Simple linear regression is a fundamental statistical method used to understand and predict the relationship between two continuous variables. One variable, known as the independent variable, is used to predict the value of the other variable, which is the dependent variable. The relationship between these variables is modeled through a linear equation, showcasing how the dependent variable changes as the independent variable increases or decreases.

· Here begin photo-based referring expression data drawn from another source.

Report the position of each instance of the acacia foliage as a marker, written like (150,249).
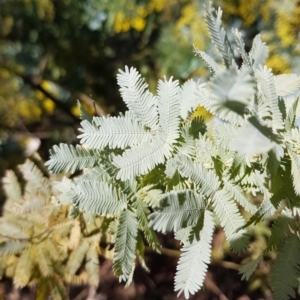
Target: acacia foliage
(157,168)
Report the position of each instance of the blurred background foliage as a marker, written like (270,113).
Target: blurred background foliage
(55,52)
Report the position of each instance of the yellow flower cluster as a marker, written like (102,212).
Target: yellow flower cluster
(135,17)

Simple linear regression provides a straightforward yet powerful framework for analyzing and interpreting the linear association between two variables

The Linear Regression Model

The linear regression model is defined as:

\[ Y = \beta_0 + \beta_1X_1 + ... + \beta_kX_k + \epsilon \]

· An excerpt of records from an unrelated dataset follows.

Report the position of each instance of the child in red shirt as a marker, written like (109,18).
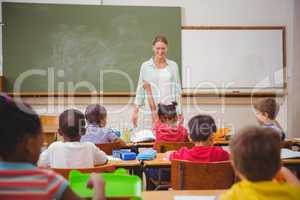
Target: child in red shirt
(201,129)
(167,128)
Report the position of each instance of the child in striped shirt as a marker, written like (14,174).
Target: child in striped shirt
(20,144)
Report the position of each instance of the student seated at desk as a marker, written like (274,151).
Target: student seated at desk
(256,160)
(96,117)
(266,112)
(20,145)
(167,128)
(71,153)
(202,128)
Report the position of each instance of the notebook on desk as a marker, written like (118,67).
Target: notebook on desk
(195,197)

Where \(Y\) is the dependent variable we are trying to predict, \(X_1,...,X_k\) are the independent variables, \(\beta_0\) is the intercept, \(\beta_1,...,\beta_k\) are the coefficients, and \(\epsilon\) is the error term.

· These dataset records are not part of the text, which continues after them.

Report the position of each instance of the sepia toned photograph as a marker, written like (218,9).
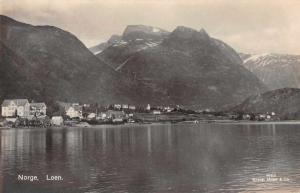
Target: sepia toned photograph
(149,96)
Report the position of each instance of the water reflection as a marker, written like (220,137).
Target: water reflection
(152,158)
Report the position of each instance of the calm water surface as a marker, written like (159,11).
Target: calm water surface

Ordinary Least Squares (OLS)

The Ordinary Least Squares method minimizes the sum of the squared differences between observed values and predicted values:

\[ \min_{\beta_0,...,\beta_k} \sum_{i=1}^{n} (Y_i - (\beta_0 + \beta_1X_{1i} + ... + \beta_kX_{ki}))^2 \]

Here, \(Y_i\) represents the observed values, and \(X_{1i},...,X_{ki}\) are the independent variable values for the ith observation.

GGPlot2 Plot 1: Simple linear regression plot

## `geom_smooth()` using formula = 'y ~ x'

GGPlot2 Plot 2: Simple linear regression plot

## `geom_smooth()` using formula = 'y ~ x'

R Code for Plot 2

library(ggplot2)
library(datasets)

data("airquality")
airqualit <- na.omit(airquality)
ggplot2 <- ggplot(airquality, aes(x = Temp, y = Ozone)) +
  geom_point() +
  geom_smooth(method = "lm", se = FALSE, color = "maroon") +
  labs(title = "Effect of Temperature on Ozone Pollution",
       x = "Temperature (degrees F)",
       y = "Ozone (ppb)") +
  theme_minimal()
print(ggplot2)

Plotly Plot

Conclusion

The simple linear regression analysis, based on the airquality dataset, offers insights into the relationship between temperature and ozone pollution levels. The visualizations demonstrates a positive correlation, indicating that higher temperatures are associated with increased levels of ozone pollution. This analysis highlights the need to monitor and manage air quality, particularly in warmer months when high temperatures may worsen pollution levels.